First, realize that exercise is not a dirty word. Any activity can be considered exercise, whether you’re mopping, vacuuming, or gardening. Exercise will help you burn calories to lose weight and make you feel so much better as you improve your strength, muscles, bones and coordination.
Physical activity also reduces the risk of heart disease, diabetes, and stroke and can help lower blood pressure and cholesterol. Getting moving ultimately improves your quality of life and makes it easier to do everyday activities like walking up steps and tying your shoes. With exercise, you’ll also feel more energetic and relaxed.
Some good non-weight-bearing exercises include water aerobics, swimming, and riding a stationary bike. You can also lift weights and do stretching exercises. But maybe the best, simplest, weight-bearing exercise you can do is walking.
Steps Toward Fitness
Taking it one step at a time is a great way to get started. Add walking to your household activities to ramp up your fitness level faster. You can walk around your neighborhood, a park, a school track or a shopping mall. You can even walk inside your house. The goal is to just keep moving.
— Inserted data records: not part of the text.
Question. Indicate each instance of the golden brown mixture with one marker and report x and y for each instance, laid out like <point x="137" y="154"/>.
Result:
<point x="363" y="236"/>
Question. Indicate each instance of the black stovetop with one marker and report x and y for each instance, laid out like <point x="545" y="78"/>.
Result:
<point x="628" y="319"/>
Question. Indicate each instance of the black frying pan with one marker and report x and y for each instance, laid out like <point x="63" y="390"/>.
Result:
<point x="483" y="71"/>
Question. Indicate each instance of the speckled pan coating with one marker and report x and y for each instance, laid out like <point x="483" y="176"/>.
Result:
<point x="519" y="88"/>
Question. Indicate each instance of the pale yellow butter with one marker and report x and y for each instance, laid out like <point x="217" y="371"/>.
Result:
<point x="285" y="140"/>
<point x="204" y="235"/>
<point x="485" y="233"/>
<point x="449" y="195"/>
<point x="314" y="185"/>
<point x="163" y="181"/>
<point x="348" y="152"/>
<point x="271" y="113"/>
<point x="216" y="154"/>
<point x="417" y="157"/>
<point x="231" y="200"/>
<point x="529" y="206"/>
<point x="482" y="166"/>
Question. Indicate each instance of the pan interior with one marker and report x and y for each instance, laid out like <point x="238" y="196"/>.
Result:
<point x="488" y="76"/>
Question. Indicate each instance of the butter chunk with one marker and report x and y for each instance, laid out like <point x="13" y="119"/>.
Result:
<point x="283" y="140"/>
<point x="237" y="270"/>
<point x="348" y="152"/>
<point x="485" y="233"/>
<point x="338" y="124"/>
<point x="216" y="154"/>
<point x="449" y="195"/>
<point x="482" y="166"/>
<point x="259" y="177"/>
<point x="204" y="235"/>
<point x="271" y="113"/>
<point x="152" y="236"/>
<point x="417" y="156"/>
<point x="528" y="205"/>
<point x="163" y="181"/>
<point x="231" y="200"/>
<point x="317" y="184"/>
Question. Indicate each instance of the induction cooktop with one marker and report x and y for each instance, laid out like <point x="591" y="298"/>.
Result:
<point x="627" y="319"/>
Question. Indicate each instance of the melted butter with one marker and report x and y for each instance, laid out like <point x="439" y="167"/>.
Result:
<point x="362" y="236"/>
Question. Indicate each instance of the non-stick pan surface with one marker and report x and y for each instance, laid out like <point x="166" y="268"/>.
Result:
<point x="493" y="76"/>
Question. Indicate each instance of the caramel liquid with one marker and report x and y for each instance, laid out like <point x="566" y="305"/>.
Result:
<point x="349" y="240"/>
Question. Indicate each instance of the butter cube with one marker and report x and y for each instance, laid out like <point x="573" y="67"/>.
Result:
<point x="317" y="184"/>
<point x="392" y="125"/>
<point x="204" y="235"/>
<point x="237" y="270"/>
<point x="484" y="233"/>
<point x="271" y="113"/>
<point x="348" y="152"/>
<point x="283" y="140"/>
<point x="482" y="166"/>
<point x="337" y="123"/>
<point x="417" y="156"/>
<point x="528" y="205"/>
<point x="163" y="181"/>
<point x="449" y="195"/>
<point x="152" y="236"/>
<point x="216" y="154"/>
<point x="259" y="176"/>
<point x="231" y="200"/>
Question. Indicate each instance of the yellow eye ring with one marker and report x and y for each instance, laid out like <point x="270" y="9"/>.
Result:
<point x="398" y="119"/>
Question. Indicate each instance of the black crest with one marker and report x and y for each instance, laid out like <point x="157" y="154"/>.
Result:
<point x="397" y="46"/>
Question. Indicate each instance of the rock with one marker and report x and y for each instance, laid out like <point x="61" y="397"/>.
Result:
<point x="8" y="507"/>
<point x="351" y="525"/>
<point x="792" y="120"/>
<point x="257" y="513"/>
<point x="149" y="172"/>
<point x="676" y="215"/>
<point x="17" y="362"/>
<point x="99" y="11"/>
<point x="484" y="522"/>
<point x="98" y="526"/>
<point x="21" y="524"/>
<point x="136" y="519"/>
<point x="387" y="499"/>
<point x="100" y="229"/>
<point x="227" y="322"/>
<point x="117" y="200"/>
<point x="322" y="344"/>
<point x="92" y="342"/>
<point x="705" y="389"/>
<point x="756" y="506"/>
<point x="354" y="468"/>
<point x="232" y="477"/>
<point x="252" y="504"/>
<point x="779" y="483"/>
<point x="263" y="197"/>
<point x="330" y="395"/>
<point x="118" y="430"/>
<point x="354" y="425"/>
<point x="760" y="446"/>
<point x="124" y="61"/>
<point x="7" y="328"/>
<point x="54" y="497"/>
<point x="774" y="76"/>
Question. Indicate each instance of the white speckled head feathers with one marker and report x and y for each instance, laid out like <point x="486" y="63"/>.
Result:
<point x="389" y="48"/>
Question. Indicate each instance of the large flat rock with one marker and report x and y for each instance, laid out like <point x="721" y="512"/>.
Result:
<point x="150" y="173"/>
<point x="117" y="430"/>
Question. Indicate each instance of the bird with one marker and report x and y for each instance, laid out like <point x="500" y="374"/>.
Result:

Before you walk, warm up slowly. Do some simple movements like marching in place and making arm circles.
Build your endurance. Start by taking a 5- to 10- minute walk. See how you feel afterwards the first time. If that was too easy, add another five minutes to your walk or pick up the pace. Gradually increase your time walking to at least 30 minutes a day. You can break your time into three 10-minute walks over the day if you need to. To stay on track, ask a friend to join you for walks. Or listen to upbeat music to keep you going.
Move more whenever you can. Pace when you’re on the phone, during commercials or waiting for the microwave to beep. Go up and down every aisle in the store even if you don’t need anything from all those aisles.
For motivation and accountability, wear a pedometer each day. Fifteen minutes of walking is about 2,000 steps. Try to add another 100 steps each day and you’ll soon reach your goal of at least 10,000 steps a day.
Keep track of your activity in your Slimplicity® walking journal. Don’t forget to celebrate your milestones on your way to a fitter, leaner and healthier you! Congratulations!